Yeah then it gets uglier…

bool is_contiguous = x.is_contiguous();
Tensor holder = is_contiguous ? Tensor() : x.contiguous();
const Tensor& t = is_contiguous ? x : holder;

One problem with Tensor::contiguous() is that when the Tensor is contiguous, we still copy it and incur reference count increment/decrement costs

You mean copy of the Tensor object, not the data right?

you mean copy of the Tensor object

yes, copying a Tensor is a refcount bump.
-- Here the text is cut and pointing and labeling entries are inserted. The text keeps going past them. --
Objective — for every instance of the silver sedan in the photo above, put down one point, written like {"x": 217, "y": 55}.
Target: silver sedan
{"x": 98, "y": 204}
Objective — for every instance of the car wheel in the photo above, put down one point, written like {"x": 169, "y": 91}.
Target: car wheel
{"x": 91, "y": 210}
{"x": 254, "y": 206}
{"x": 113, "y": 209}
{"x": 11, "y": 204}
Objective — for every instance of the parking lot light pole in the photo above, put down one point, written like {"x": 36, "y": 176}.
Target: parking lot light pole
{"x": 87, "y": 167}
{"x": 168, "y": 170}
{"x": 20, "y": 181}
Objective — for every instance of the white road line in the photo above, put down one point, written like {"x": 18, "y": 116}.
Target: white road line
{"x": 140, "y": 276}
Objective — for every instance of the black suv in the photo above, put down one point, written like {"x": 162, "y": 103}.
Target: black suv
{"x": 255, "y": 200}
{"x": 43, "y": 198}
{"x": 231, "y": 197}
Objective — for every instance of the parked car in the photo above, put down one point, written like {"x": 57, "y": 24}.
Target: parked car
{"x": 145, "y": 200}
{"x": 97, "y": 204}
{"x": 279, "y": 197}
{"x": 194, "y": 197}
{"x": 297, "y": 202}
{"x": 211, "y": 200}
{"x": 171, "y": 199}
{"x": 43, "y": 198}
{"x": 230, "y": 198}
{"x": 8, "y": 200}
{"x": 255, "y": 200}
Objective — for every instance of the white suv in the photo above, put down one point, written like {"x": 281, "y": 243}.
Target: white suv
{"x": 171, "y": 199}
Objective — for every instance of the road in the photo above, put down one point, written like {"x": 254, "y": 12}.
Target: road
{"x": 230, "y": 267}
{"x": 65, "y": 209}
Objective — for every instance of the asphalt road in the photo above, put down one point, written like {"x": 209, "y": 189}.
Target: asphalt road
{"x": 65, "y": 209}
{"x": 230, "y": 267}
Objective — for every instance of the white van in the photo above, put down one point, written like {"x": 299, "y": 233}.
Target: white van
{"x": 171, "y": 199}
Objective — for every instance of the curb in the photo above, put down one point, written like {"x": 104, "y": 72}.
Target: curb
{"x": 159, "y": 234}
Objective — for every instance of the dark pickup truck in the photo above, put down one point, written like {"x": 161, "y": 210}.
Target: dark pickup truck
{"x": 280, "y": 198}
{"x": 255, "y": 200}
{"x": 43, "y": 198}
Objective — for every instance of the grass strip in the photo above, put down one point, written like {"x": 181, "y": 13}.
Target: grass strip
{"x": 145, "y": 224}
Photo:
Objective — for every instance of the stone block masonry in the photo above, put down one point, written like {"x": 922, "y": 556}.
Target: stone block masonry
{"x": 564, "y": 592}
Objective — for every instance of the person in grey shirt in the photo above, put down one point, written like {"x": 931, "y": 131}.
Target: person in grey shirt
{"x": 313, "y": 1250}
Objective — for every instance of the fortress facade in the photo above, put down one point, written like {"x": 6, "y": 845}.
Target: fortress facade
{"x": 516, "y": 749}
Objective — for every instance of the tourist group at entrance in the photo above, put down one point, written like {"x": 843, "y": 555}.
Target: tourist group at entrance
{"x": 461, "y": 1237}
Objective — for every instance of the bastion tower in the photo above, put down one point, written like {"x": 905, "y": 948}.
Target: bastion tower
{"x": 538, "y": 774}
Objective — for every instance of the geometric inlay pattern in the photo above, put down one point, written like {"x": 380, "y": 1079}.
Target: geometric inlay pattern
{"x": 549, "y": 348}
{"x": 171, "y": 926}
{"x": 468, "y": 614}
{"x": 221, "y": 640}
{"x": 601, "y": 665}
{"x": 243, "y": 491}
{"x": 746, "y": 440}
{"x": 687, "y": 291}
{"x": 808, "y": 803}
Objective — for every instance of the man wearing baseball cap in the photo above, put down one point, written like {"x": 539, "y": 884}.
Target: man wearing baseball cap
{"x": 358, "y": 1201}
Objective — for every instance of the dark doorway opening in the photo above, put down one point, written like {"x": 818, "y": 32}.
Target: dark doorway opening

These costs have improved since I originally posted. There is still 1 pointer of extra space (used to hold a boolean isBorrowed_ flag). However, accessing the underlying Tensor does not require an extra indirection for the borrowed case, nor does it require a branch to determine if the c10::MaybeOwned is in the borrowed state. [PyTorch] Avoid double indirection in MaybeOwned's borrowed state by swolchok · Pull Request #55685 · pytorch/pytorch · GitHub fixed this.

I am now leaning more strongly toward migrating library code that doesn’t know whether a Tensor is actually contiguous from Tensor::contiguous() to Tensor::expect_contiguous() because of this cost reduction

I don’t have data on that directly, but a pair of PRs ([PyTorch] Support borrowing in/out Tensors in TensorIterator by swolchok · Pull Request #55690 · pytorch/pytorch · GitHub and [PyTorch] Migrate add operators to borrow in TensorIteratorBase by swolchok · Pull Request #55691 · pytorch/pytorch · GitHub) that migrated TensorIterator to use MaybeOwned<Tensor> to borrow its operands when possible had a 2.5% regression in cases where borrowing did not happen, but a 5-6% win when it did on an addition microbenchmark.